Kids Company puts the limitations of audits under scrutiny

The Charity Commission wants auditors to report their concerns to it more readily than they do, writes Liam Kay

Audits: check only a sample of the paperwork, says Nick Brooks
Audits: check only a sample of the paperwork, says Nick Brooks

One key question about Kids Company concerns the role its auditors played. Only 11 months before the charity collapsed in August 2015, they had signed off its accounts, which some saw as confirmation that all was well.

For example, Oliver Letwin, Chancellor of the Duchy of Lancaster, who has overall control of the Cabinet Office, told the Public Administration and Constitutional Affairs Committee inquiry into the charity that "the evidence we were getting from the auditors was not evidence of something that was financially mismanaged in the way that it has now come to light that it was".

Don Bawtree, lead partner for charities at the accountancy firm BDO LLP, says many trustees think audits will prevent fraud, even though they do not involve the forensic examination of the accounts needed to give true peace of mind.

And the accountant for Kids Company - Nick Brooks (left), partner at Kingston Smith - told the committee in a separate hearing about the limitations of audits, which assess only whether a charity's accounts are free of material misstatement and are a true and fair reflection of the financial position.

According to Brooks, auditors check only a sample of the paperwork, and the required assurance that the charity is a going concern applies only to the next 12 months. Any misgivings about the accounts are mentioned not in the report but in a "management letter" to the trustees.

Brooks revealed that in all three audits of Kids Company by his firm, the management letter warned that the charity was "living hand to mouth" with insufficient reserves - both factors in its eventual collapse. But Kids Company did not respond to two of the letters, and the Tory MP David Jones asked Brooks if it was a breach of duty on his part not to have raised the matter with the Charity Commission, which requires "failures in charity governance which lead to significant charitable funds being put at major risk" to be reported to it.

Brooks responded: "I am not sure I would go as far as to say that.
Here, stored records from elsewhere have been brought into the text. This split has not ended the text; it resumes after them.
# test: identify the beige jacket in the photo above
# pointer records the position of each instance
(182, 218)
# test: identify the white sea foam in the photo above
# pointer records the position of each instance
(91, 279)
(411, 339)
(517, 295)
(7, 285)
But it is something that I would obviously take away with me and consider for future reference."

The Charity Commission is keen for auditors to report matters to them more often. They already have to report eight issues of material significance, including evidence of dishonesty or fraud; loss of funds; money laundering or criminal activity; terrorism; breaches of legislative requirements; risk of abuse or mistreatment of beneficiaries; and deliberate breach of a charity regulator's order or direction.

They also have discretion to report any matter relevant to the exercise of the commission's functions, but this power is rarely used. Nigel Davies, head of accountancy services at the Charity Commission, says auditors should use it more often.

"We think applying professional scepticism is not unreasonable," he says. "If they come across something that leaves them feeling unhappy, they exercise their professional discretion; and if they don't believe it is on the list of things they must report, they should report it as a relevant matter."

The commission is planning to work with professional bodies to put out key regulatory messages on reporting this year. A formal consultation on issues of material significance could be held before the summer in collaboration with the Scottish and Northern Irish charity regulators.